SECURITIES AND EXCHANGE COMMISSION
Washington, D.C. 20549
REPORT OF FOREIGN PRIVATE ISSUER PURSUANT TO RULE 13a-16 OR 15d-16 UNDER THE SECURITIES EXCHANGE ACT OF 1934
For the month of November 2022
Commission File Number: 001-38714
(Exact name of registrant as specified in its charter)
4th Floor, Harbour Place
103 South Church Street, P.O. Box 10240
Grand Cayman, KY1-1002, Cayman Islands
+55 (11) 3004-9680
(Address of principal executive office)
Indicate by check mark whether the registrant files or will file annual reports under cover of Form 20-F or Form 40-F:
Indicate by check mark if the registrant is submitting the Form 6-K in paper as permitted by Regulation S-T Rule 101(b)(1): ☐
Indicate by check mark if the registrant is submitting the Form 6-K in paper as permitted by Regulation S-T Rule 101(b)(7): ☐
INCORPORATION BY REFERENCE
This report on Form 6-K shall be deemed to be incorporated by reference into the registration statement on Form S-8 (Registration Number: 333-265382) and Form F-3 (Registration Number: 333-244404) of StoneCo Ltd. and to be a part thereof from the date on which this report is filed, to the extent not superseded by documents or reports subsequently filed or furnished.
Pursuant to the requirements of the Securities Exchange Act of 1934, the registrant has duly caused this report to be signed on its behalf by the undersigned, thereunto duly authorized.
|By:||/s/ Thiago dos Santos Piau|
|Name:||Thiago dos Santos Piau|
|Title:||Chief Executive Officer|
Date: November 29, 2022
|99.1||StoneCo Ltd. Press Release dated November 29, 2022|
StoneCo Announces Approval of Founders’ Corporate Restructuring by the Brazilian Central Bank
Georgetown, Cayman Islands, November 29, 2022 -- StoneCo Ltd. (Nasdaq: STNE) (“Stone” or the “Company”) announced today that the Brazilian Central Bank has approved the technical requirement of change of control submitted by the Company amid a corporate restructuring involving its Founders, as announced by the Company on June 1, 2022.
As a result of the corporate restructuring, there will be a decrease in the concentration of votes held by our founding shareholders, who will collectively and individually have less than 50% of the voting power.
StoneCo is a leading provider of financial technology and software solutions that empower merchants to conduct commerce seamlessly across multiple channels and help them grow their businesses.
This press release contains “forward-looking statements” within the meaning of the “safe harbor” provisions of the Private Securities Litigation Reform Act of 1995. These forward-looking statements are made as of the date they were first issued and were based on current expectations, estimates, forecasts and projections as well as the beliefs and assumptions of management. These statements identify prospective information and may include words such as “believe,” “may,” “will,” “aim,” “estimate,” “continue,” “anticipate,” “intend,” “expect,” “forecast,” “plan,” “predict,” “project,” “potential,” “aspiration,” “objectives,” “should,” “purpose,” “belief,” and similar, or variations of, or the negative of such words and expressions, although not all forward-looking statements contain these identifying words.
Forward-looking statements are subject to a number of risks and uncertainties, many of which involve factors or circumstances that are beyond Stone’s control.
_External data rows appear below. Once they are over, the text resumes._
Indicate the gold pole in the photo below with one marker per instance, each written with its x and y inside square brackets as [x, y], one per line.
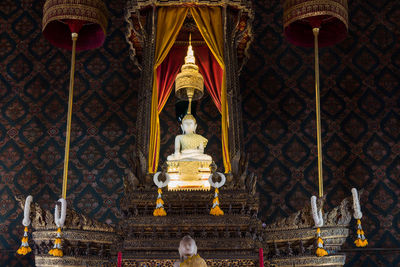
[318, 111]
[69, 115]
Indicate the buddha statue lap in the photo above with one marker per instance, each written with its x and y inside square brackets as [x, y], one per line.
[189, 167]
[189, 146]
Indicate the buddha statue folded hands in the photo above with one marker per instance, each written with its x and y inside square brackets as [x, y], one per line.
[189, 146]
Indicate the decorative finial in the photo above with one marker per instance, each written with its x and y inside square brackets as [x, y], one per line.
[189, 59]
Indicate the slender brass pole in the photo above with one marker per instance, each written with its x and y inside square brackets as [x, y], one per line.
[69, 115]
[318, 111]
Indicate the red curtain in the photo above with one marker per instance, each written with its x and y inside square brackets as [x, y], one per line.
[211, 71]
[166, 74]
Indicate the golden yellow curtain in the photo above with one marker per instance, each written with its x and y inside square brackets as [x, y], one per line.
[169, 23]
[209, 21]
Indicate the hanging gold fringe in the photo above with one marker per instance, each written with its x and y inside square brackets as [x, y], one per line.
[216, 210]
[24, 248]
[361, 240]
[321, 252]
[56, 251]
[159, 210]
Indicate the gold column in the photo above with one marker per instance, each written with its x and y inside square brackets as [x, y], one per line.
[69, 115]
[318, 114]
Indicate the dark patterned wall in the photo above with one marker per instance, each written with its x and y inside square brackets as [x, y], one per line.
[360, 113]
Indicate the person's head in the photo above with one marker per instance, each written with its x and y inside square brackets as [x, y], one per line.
[187, 247]
[189, 124]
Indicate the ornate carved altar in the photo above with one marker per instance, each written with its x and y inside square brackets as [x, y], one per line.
[230, 240]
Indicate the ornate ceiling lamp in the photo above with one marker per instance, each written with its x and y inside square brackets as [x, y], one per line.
[314, 23]
[63, 20]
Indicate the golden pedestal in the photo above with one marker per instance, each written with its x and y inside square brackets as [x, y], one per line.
[189, 175]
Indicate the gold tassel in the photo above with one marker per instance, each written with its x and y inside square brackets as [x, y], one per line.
[56, 251]
[24, 248]
[159, 210]
[320, 252]
[216, 210]
[361, 240]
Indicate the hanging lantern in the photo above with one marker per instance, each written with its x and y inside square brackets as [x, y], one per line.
[86, 17]
[300, 17]
[189, 83]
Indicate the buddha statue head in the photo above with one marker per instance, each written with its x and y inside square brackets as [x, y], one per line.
[187, 247]
[189, 124]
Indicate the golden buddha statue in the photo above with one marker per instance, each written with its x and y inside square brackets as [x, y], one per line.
[188, 254]
[189, 146]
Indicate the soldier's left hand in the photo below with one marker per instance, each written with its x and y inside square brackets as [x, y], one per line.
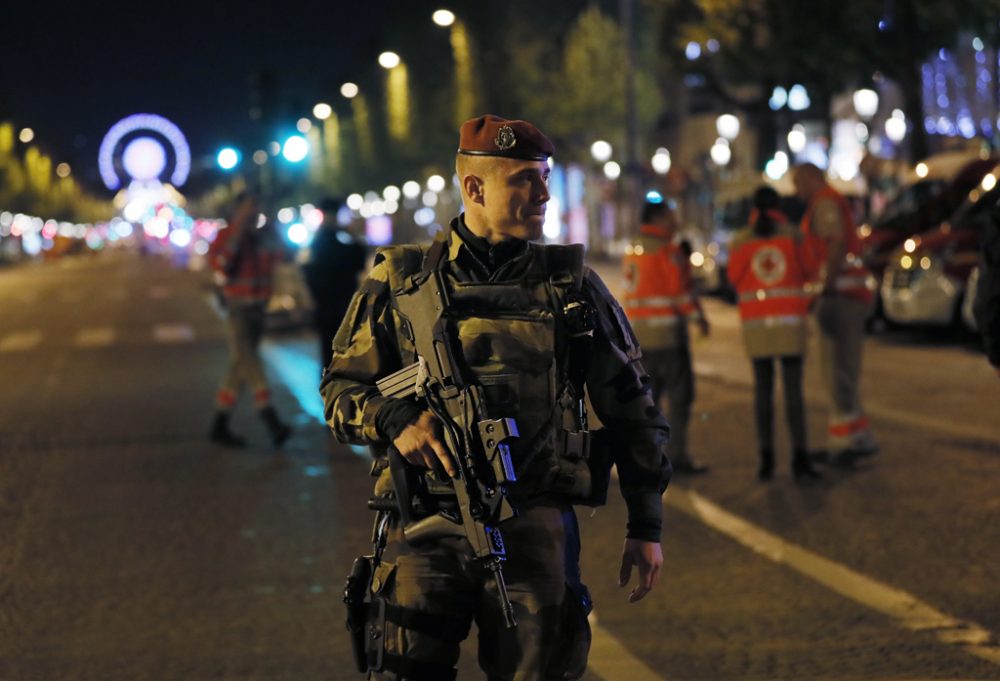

Stone’s actual results could differ materially from those stated or implied in forward-looking statements due to a number of factors, including but not limited to: more intense competition than expected, lower addition of new clients, regulatory measures, more investments in our business than expected, and our inability to execute successfully upon our strategic initiatives, among other factors.